#NYMEX #crude crashed through the $47.00 level in early Thursday N.Y. trade, with sell-stops kicking in on the break under the March low of $47.01.
The contract has printed $46.77 lows, levels last seen on November 30. A smaller than expected inventory draw reported on Wednesday set the stage for this morning’s sell-off, as did #EIA data showing gasoline demand over the past month falling 3% versus this time in 2016.
Rig count continues to climb. Another 9 oil rigs were deployed in America’s shale fields, a sign that the industry is undaunted by falling oil prices. But the ability to produce profitably at $50 per barrel suggests downward pressure on prices, as more production is slated to come online later this year.
OPEC Production: Production from Saudi Arabia remained low in April, and output fell in Nigeria and Libya, although the latter two countries are exempted from the OPEC deal.
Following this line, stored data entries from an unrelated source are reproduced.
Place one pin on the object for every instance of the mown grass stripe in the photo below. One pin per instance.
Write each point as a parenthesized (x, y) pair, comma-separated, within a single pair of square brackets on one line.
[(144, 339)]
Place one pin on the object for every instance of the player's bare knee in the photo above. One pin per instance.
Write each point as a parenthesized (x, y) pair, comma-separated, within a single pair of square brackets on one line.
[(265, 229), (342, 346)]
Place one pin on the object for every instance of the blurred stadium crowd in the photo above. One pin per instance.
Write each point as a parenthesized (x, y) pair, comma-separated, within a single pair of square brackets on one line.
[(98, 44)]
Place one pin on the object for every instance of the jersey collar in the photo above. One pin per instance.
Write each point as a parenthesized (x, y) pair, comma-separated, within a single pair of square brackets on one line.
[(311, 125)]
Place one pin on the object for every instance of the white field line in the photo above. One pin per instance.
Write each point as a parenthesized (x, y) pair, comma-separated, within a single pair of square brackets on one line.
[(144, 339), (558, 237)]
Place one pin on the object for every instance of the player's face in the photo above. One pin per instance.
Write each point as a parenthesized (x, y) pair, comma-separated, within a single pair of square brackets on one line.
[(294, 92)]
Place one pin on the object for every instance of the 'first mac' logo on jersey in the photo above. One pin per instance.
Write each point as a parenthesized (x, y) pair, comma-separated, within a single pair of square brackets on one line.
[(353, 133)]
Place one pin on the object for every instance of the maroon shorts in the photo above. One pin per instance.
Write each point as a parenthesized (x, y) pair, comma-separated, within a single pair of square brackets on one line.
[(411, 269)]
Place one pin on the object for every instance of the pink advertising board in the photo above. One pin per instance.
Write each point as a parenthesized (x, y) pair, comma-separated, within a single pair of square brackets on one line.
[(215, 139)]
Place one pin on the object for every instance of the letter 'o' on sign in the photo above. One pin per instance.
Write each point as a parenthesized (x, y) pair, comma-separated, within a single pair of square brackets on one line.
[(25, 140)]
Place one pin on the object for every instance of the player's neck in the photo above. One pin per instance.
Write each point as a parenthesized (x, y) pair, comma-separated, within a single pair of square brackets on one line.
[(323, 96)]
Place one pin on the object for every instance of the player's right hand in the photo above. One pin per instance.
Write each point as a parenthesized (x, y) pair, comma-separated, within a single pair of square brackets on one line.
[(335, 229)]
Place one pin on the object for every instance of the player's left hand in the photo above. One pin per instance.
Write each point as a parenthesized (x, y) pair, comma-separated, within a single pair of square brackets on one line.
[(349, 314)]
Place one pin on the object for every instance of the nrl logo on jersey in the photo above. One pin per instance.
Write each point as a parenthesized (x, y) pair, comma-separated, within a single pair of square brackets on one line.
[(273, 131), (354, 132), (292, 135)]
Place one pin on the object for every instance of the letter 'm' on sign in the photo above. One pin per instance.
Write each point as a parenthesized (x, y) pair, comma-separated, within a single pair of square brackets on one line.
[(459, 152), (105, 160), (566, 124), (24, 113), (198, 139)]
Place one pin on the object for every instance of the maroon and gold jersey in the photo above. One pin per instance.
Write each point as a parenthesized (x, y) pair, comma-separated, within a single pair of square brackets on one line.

Meanwhile, Angola and the UAE actually added production, leading to a slight fall in the OPEC-wide compliance rate from 92 percent in March to just 90 percent in April.
Russia also reported incremental progress on its pledge, reducing output to 11 million barrels per day from 11.05 mb/d in March, still a bit shy of the 300,000 bpd that it promised to cut.
Hedge funds Turn Bearish. Investors are losing confidence in oil prices – hedge funds and other money managers slashed their net-long positions once again, according to the latest data. For the week ending on April 25, the reduction was the largest weekly decline on record. Investor sentiment, according to the makeup for their long and short positions, now looks more bearish than it did at the start of the year.